Apart from being the haunt of morris dancers, in those days it was also the local habituated by Fenwicks – the roundhead regiment based at the polytechnic in opposition to Tyldesleys who were the cavaliers at the university – in the days when these things were more defined.  However, although mortal enemies on the battlefield, in the Cumberland they would always look out for a fellow re-enacter, particularly “Dirty Old Bill”, who although he revelled in his moniker, was dirty in neither the physical nor moral sense.  I never worked out how he came to be a member of what was then ostensibly a student society, except that Bill was Bill and an evening in his company was always entertaining.  In the days when history wasn’t the layman’s hobby it is today, he knew a lot about the English Civil War.  I think Fenwicks used him to over-awe new recruits.
Apart from sleeping there, he seemed to spend most of his time in the Cumberland, generally in the same seat by the door, smoking a roll up, so that he could see who was coming and going.  He was another one who didn’t heed his doctor’s warning to stop drinking and smoking – he was of the opinion that if he couldn’t have a drink and a fag, life wasn’t worth living anyway.
Bess”

I got to know Bill in the 80s when (she who is now) the Squire and I shared a flat in Heaton and we all used to frequent the Ship Inn, under Byker Bridge.  (It was run at the time by a lovely couple Win and John – but that’s another story)  He was a small stocky bearded ex-mariner who, like many short men, made up for in character what he lacked in height.  (Mother, God rest her soul, always warned me against short men saying “They’re always trying to make up for it:  Napoleon was short; so was Hitler.”)  His daughter is about our age so he was, literally, old enough to be our father but that made no difference to our friendship.
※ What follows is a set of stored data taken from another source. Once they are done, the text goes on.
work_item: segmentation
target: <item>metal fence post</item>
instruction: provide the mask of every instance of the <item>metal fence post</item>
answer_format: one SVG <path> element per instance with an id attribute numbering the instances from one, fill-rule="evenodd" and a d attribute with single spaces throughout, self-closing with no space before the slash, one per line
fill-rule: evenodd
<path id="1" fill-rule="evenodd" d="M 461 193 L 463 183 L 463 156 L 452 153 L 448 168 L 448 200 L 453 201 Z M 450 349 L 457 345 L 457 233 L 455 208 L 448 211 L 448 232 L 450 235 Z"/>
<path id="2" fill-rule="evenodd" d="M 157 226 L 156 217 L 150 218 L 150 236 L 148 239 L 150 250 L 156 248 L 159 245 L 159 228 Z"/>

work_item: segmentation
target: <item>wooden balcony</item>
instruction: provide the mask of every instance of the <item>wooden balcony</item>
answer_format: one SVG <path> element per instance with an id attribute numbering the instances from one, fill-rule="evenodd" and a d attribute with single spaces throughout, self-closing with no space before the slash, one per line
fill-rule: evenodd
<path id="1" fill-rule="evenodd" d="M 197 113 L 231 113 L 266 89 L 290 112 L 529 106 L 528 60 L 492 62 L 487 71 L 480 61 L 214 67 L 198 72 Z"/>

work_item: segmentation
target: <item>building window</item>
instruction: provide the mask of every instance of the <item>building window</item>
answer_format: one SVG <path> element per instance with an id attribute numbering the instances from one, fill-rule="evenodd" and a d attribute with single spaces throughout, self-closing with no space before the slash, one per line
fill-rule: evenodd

In the summer of ’84 Squire somehow persuaded me to go on a Sallyport Sword canal holiday to Shropshire.  Two sixteen foot barges holding as many sword/morris dancers and/or civil war re-enactors including Bill – who shared the stern cabin with Squire and me.  His behaviour throughout was exemplary, and we felt more comfortable with him than any of the younger men.   
I think the phrase that best describes Bill and women was “all mouth and trousers”.

Squire and I used to go down the Ship most winter nights in the early 80s as buying halves of Castle Eden was cheaper than feeding the gas metre.  We could certainly be found there most Friday evenings marking the start of the weekend.

One Saturday morning Bill 'phoned our flat sounding most worried.
"Did I say or do anything I shouldn't have last night?"
"No, you were the same as usual, or at least no worse.  Why?"
“Well me cold got on me chest yesterday and I dosed me-self with hot whisky toddies from - ooh about lunchtime.  Then me daughter came around and insisted I had a tablespoon of Benylin in hot water.  So of course by the time I got to the Ship I was as high as a kite.  And then I must have had a few pints of Castle Eden – and I don’t remember much after that apart from seeing you and herself.”

The sight of the Squire and me seems to have sent Bill off into some sort of erotic reverie.  He had woken up with a bad head and a vague memory of the night before.  Unable to separate reality from the whisky, Benylin and ale fuelled fantasy he was awfully worried about what he may have done.  So had rung up to apologise, just in case.  I was happy to reassure him that he’d been much the same as usual – if a little absent and glakey. 

Bill never actually told me what he thought he'd done or said, but was hugely relieved to find out he hadn't.

Which I think is the mark of a gentleman.

Bill passed away in 1994 and Sallyport Sword danced in his honour at his funeral at the West End Crematorium.